Thirdly, the Asian cultural value of collectivism streaming from the three core Asian values —harmony, relationality or reciprocity, and circularity—requires the gospel presentation framework to consider following group or collectivist decision-making, not individualistic decision-making, which means the whole family should be collectively witnessed to and persuaded to follow Christ. Moreover, the post-conversion growth in faith should also be experienced collectively as well.

"So, what do harmony, relationality, and circularity mean?" 

Saiyasak stated that harmony is achieved among one another, with nature and all life. While Westerners desire to command and control the situation, this core Asian value dictates that they achieve a harmonious relationship with them. So this value discourages converting to another religion due to the perception that it will result in this harmony.

Relationality or reciprocity means everything that occurs is related. We exist not as independent individuals, but as independent and interrelated beings, and the Asian sense of self is more deeply rooted in the web of human relationships.

Circularity refers to the transcendence in space and time, providing a sense of relatedness to the present, the present to the past and the future, a sense of relatedness and life of this world to the whole of creation. We exist between our past ancestors and our future children.

To counter the severe impact that Christian conversion has on the three core Asian values—the negative balance of the value of the gospel relative to the value of harmony, the disruptive impact on the value of relationality, and the total eradication of the value of circularity, Saiyasak suggested that Christian leaders in Asia should dialogue and reflect together to come up with an Asian contextual communication approach. He thought Moore's Strategic Triangle should be helpful in this case, which is to build legitimacy and support, public value, and operational capacity.

“The Asian cultural heartlands have experienced loss because of the gospel. This is not to say that Asia has not benefited from the gospel, overall against its core values, Asia has faced more loss than gain,” he explained.

Christianity in Asia has lacked legitimacy and support since the forced conversion in the period of colonization era. Christianity is still being perceived in Southeast Asia, particularly Laos, Thailand, and Cambodia, areas that have been formally colonized, as destruction to family, ethnicity, communities, national disharmony, and reciprocal relationships. Meanwhile, Christianity presented through mission condemned the circularity value.

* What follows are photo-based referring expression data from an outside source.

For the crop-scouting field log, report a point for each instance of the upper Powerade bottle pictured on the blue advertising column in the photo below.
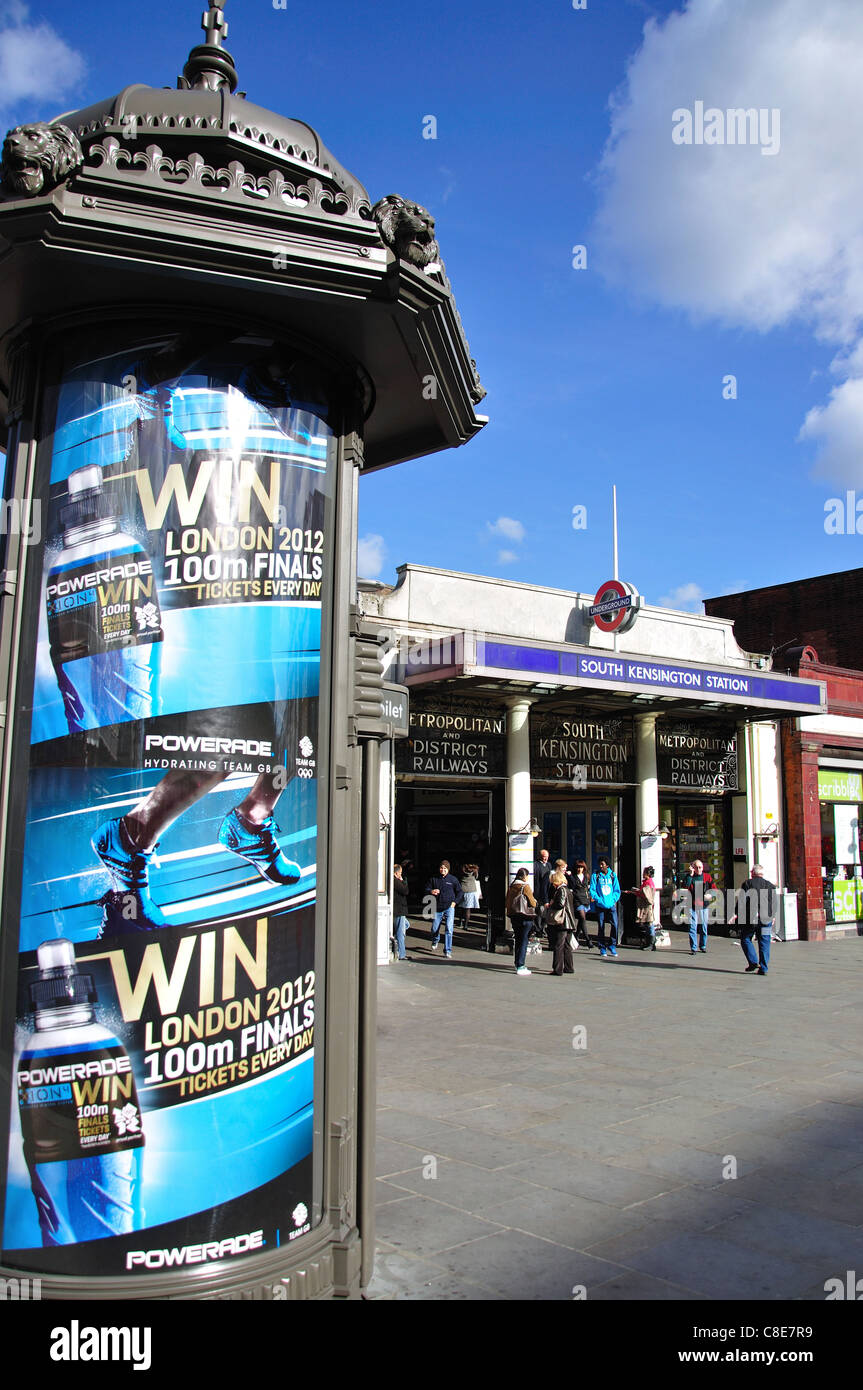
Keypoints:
(104, 615)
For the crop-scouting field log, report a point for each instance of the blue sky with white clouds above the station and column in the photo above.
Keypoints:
(702, 261)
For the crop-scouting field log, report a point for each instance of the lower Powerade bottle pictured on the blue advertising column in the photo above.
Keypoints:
(80, 1113)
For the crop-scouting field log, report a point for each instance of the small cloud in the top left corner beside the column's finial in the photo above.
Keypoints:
(37, 65)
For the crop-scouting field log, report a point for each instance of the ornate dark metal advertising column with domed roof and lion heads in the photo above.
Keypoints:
(208, 332)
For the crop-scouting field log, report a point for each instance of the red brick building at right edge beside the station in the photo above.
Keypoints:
(815, 629)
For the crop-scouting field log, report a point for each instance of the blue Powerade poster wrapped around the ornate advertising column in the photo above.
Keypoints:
(162, 1109)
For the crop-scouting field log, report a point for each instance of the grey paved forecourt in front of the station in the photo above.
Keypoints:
(652, 1128)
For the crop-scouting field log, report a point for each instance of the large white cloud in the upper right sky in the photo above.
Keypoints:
(725, 233)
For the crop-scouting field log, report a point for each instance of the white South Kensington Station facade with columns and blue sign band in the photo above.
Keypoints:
(536, 723)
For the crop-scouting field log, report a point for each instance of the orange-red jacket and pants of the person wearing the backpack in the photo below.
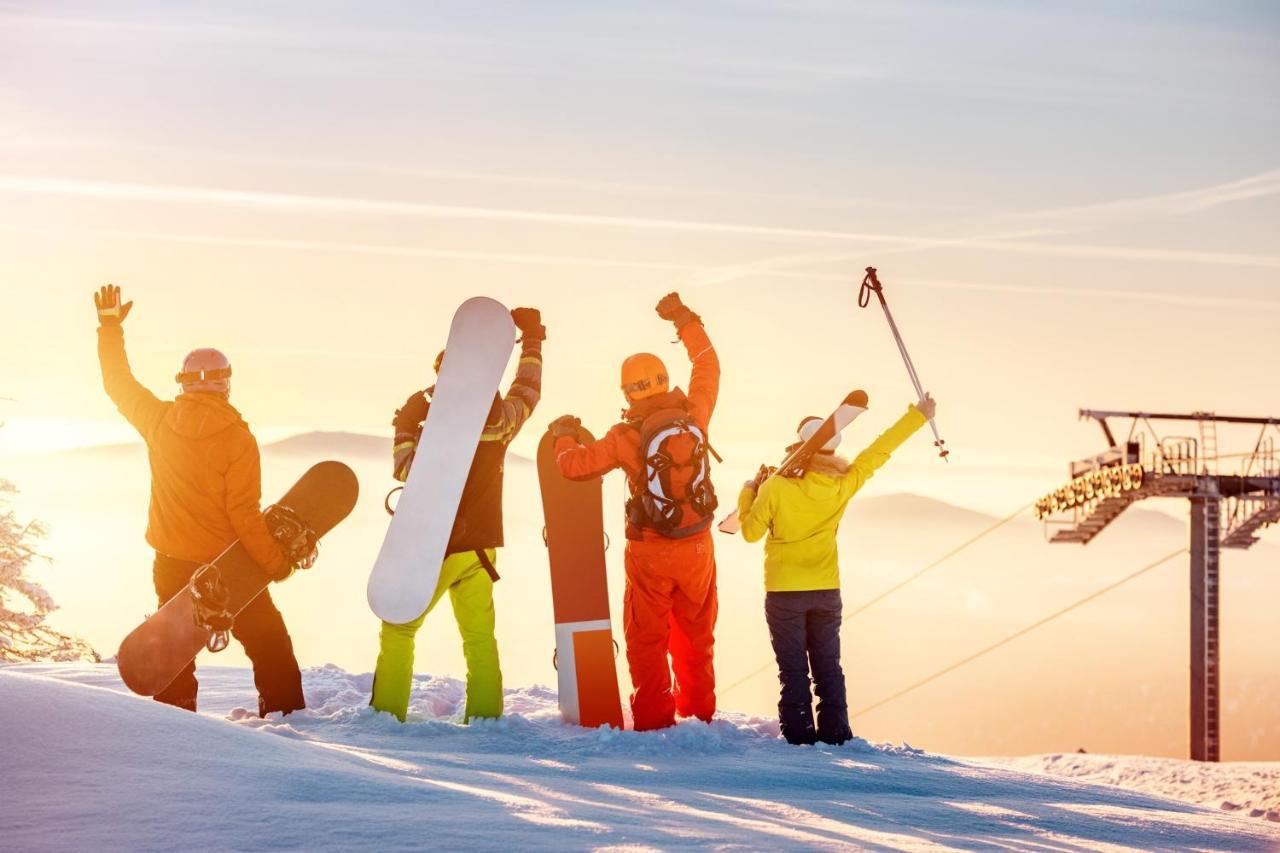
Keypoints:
(670, 604)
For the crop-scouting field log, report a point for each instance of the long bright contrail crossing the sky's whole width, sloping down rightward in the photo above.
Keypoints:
(339, 204)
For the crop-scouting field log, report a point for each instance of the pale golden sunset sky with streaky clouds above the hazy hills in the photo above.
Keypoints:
(1071, 206)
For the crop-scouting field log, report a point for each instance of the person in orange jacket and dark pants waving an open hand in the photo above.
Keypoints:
(205, 495)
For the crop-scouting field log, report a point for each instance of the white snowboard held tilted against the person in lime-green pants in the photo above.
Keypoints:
(409, 565)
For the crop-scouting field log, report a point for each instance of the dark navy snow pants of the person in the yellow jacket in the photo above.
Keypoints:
(804, 628)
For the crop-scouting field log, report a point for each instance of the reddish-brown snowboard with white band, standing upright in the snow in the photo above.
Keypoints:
(586, 669)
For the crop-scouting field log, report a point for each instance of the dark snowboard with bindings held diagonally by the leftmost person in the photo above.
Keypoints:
(203, 615)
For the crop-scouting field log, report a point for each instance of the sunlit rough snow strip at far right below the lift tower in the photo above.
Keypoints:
(1246, 787)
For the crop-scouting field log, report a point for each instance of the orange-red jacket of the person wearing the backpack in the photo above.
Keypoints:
(620, 448)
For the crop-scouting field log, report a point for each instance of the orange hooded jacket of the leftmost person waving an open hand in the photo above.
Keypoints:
(207, 482)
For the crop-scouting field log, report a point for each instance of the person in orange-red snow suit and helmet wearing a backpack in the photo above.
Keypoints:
(670, 604)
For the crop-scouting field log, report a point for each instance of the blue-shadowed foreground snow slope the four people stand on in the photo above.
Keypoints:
(86, 767)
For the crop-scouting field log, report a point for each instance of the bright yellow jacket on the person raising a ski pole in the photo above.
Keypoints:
(802, 516)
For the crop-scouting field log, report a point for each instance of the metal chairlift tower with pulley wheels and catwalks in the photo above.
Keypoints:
(1228, 510)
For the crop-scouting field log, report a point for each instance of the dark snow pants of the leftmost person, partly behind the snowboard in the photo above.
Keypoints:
(259, 628)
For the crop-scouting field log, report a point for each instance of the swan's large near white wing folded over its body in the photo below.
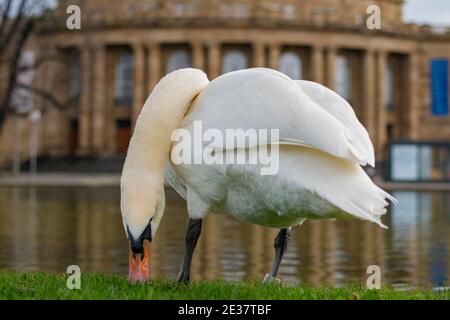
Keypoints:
(266, 99)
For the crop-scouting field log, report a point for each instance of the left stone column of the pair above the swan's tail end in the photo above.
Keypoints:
(369, 92)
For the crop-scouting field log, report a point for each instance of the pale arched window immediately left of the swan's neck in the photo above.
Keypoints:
(124, 79)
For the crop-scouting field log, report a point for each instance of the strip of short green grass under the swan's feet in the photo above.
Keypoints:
(15, 285)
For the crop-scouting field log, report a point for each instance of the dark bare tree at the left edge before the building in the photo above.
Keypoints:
(19, 21)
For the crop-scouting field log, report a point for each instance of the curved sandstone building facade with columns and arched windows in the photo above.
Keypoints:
(124, 47)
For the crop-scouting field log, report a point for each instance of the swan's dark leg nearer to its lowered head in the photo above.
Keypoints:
(193, 231)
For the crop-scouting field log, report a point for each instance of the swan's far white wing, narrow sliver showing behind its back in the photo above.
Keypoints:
(339, 108)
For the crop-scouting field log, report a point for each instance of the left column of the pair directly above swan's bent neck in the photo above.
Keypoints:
(139, 85)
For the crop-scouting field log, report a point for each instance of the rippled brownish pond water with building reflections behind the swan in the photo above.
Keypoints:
(51, 228)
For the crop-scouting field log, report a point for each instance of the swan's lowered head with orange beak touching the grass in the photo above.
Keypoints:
(142, 205)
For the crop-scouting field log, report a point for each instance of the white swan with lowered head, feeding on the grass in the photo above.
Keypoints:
(322, 146)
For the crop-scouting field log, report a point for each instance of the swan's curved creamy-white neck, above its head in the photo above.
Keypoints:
(161, 114)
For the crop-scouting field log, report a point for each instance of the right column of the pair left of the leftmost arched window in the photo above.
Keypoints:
(99, 107)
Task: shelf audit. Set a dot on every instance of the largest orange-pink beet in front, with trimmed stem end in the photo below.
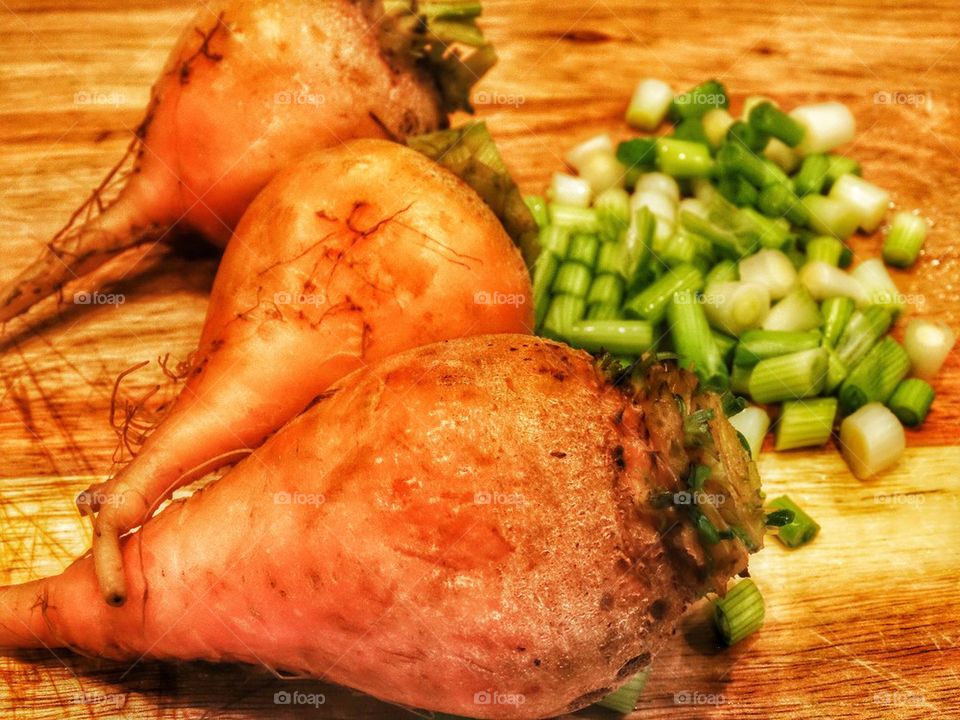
(479, 518)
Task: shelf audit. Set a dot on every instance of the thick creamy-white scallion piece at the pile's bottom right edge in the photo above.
(872, 440)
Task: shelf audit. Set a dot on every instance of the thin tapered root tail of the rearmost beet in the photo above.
(75, 252)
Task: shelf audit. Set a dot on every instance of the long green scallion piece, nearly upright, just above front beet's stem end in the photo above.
(694, 342)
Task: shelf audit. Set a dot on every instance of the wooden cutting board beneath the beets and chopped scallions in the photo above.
(864, 623)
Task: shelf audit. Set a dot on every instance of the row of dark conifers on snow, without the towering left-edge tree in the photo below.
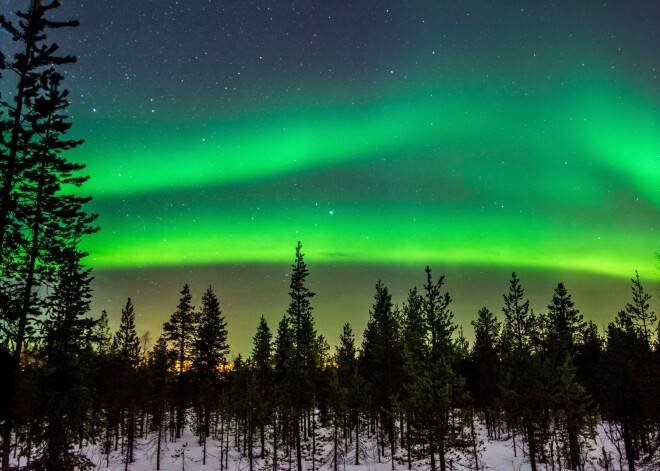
(415, 386)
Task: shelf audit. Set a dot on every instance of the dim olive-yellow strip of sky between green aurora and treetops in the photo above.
(155, 293)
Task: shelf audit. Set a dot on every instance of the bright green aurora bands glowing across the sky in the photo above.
(566, 179)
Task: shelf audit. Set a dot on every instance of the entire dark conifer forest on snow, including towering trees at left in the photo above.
(414, 393)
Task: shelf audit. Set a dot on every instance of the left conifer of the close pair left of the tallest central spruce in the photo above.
(180, 332)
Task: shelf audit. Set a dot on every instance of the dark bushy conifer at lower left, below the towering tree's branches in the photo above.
(63, 396)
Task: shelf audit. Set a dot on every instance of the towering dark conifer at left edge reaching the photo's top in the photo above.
(34, 216)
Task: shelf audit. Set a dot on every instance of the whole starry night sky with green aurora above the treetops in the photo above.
(477, 137)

"How should we build the public and social value of the gospel? How should we build the operational capacity for Asia messengers of the gospel?" Saiyasak’s organization, the Evangelical Mission, uses the strategic triangle of education, business, and churches to demonstrate change, building capacity, skill sets, and mindsets.

He described in detail the things that missionaries should do. “They just want to be loved. They want to be embraced. They want us to stand with them...... They want to us be there when they are sick and have demons over them. That's what they understand. That's the gospel.”

Saiyasak ended with the “12 mountains” listed in the global think-tank form of the World Evangelical Alliance convened in September in Austria, a way to build capacity, which includes arts, business, education, family, media, politics, technology, and others, things form the foundations of culture.

“As you continued to do those two things (build values of the gospel and build the capacity of churches in Asia), Asia will lend legitimacy and support for Christianity to grow and thrive in Asia,” he concluded.